I've seen something like this before. Chrome on Linux and Chrome OS does something to mangle its command line, replacing the per-switch NUL terminators with a command line consisting of a string with spaces. See  issue 772099 .

Dan, do you have any ideas here?

 
Cc: agawronska@chromium.org sammiequon@chromium.org
 Issue 891842  has been merged into this issue.
Cc: hidehiko@chromium.org vapier@chromium.org
http://g/chromeos-chatty-eng/YAAkxrVjxe8 may be relevant.

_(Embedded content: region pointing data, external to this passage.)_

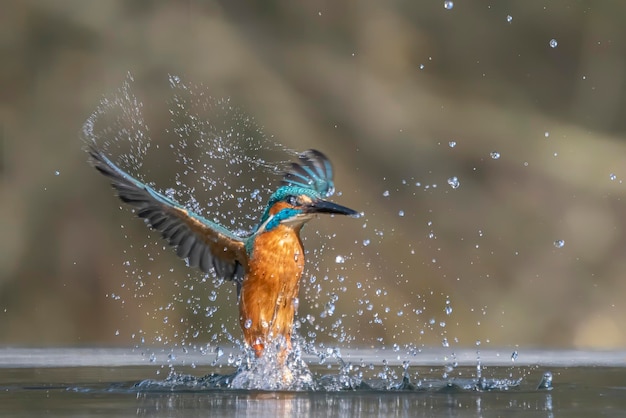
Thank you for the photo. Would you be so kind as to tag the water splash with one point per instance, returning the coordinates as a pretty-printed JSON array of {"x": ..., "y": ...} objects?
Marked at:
[{"x": 220, "y": 150}]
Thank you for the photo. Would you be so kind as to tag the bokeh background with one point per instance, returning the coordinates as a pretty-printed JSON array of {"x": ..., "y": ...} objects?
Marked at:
[{"x": 403, "y": 96}]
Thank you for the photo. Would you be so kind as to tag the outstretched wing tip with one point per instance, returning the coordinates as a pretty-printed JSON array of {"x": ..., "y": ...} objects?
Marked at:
[{"x": 204, "y": 244}]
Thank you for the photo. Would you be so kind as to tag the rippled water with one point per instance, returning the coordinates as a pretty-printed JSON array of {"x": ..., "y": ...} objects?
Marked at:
[{"x": 104, "y": 382}]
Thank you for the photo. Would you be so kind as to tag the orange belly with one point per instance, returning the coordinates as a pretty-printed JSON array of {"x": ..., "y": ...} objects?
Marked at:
[{"x": 269, "y": 291}]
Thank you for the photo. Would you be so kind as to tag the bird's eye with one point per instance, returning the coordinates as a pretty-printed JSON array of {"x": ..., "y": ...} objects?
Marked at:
[{"x": 292, "y": 200}]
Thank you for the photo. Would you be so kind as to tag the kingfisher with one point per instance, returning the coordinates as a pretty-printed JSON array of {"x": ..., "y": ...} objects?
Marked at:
[{"x": 267, "y": 264}]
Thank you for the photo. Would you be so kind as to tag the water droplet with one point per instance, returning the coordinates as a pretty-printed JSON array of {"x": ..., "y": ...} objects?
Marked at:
[{"x": 454, "y": 182}]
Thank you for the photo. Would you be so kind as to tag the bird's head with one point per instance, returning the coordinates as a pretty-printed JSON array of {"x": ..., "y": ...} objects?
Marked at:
[{"x": 304, "y": 186}]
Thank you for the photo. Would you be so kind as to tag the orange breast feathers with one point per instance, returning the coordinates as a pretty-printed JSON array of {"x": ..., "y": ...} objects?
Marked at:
[{"x": 269, "y": 291}]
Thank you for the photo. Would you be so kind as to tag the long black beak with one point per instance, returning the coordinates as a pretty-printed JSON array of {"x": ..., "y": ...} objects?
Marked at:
[{"x": 324, "y": 206}]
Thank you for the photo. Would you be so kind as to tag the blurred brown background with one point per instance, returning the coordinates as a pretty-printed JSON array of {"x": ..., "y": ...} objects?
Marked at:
[{"x": 383, "y": 88}]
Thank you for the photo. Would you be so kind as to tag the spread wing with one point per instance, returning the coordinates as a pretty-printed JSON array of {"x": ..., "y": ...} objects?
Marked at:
[
  {"x": 312, "y": 171},
  {"x": 203, "y": 243}
]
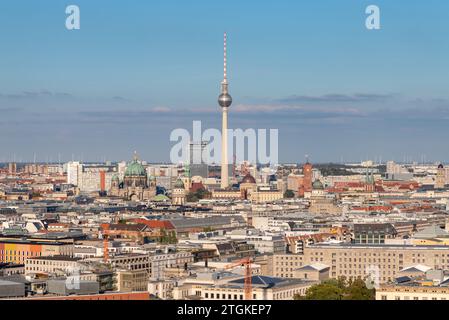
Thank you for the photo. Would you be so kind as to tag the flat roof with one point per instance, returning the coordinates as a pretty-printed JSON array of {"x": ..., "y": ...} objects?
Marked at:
[
  {"x": 32, "y": 241},
  {"x": 377, "y": 246},
  {"x": 56, "y": 258}
]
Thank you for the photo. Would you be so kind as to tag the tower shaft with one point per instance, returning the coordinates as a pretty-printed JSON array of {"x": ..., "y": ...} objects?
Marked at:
[
  {"x": 224, "y": 150},
  {"x": 225, "y": 101}
]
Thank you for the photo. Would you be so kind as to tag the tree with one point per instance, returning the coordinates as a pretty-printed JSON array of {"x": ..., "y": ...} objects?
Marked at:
[
  {"x": 339, "y": 289},
  {"x": 289, "y": 194}
]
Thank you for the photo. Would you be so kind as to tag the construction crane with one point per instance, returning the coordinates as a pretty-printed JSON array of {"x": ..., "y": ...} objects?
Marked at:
[{"x": 246, "y": 262}]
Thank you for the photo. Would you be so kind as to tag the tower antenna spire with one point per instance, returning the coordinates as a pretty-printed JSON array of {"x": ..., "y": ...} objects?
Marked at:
[{"x": 225, "y": 71}]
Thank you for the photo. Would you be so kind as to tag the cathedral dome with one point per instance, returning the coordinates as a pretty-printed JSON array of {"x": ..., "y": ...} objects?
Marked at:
[
  {"x": 317, "y": 185},
  {"x": 249, "y": 179},
  {"x": 135, "y": 169}
]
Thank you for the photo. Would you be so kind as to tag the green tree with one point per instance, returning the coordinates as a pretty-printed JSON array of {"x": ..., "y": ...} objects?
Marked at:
[{"x": 339, "y": 289}]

In the meantime, are you okay with updating the test to (also?) match the truncated version, James?
we're tracking the rework in issue 887875.  might be worth spending time in addressing that rather than pushing the hacks around some more.
Cc: sky@chromium.org
Labels: OS-Chrome
+sky

fwiw, i bisected to https://chromium-review.googlesource.com/c/chromium/src/+/1239371, though from the comments it seems the real bug lies somewhere else.

It seems to fail pretty consistently on caroline, tricky and minnie now.
As James says, this is likely because of  issue 772099 .
I'm OK with modifying the test to look for "--mash*". I spent a while last year trying to sort out a similar problem and failed to figure it out.

sammiequon Re #4 - is it possible that CL changed the command line length, which might affect where truncations happened?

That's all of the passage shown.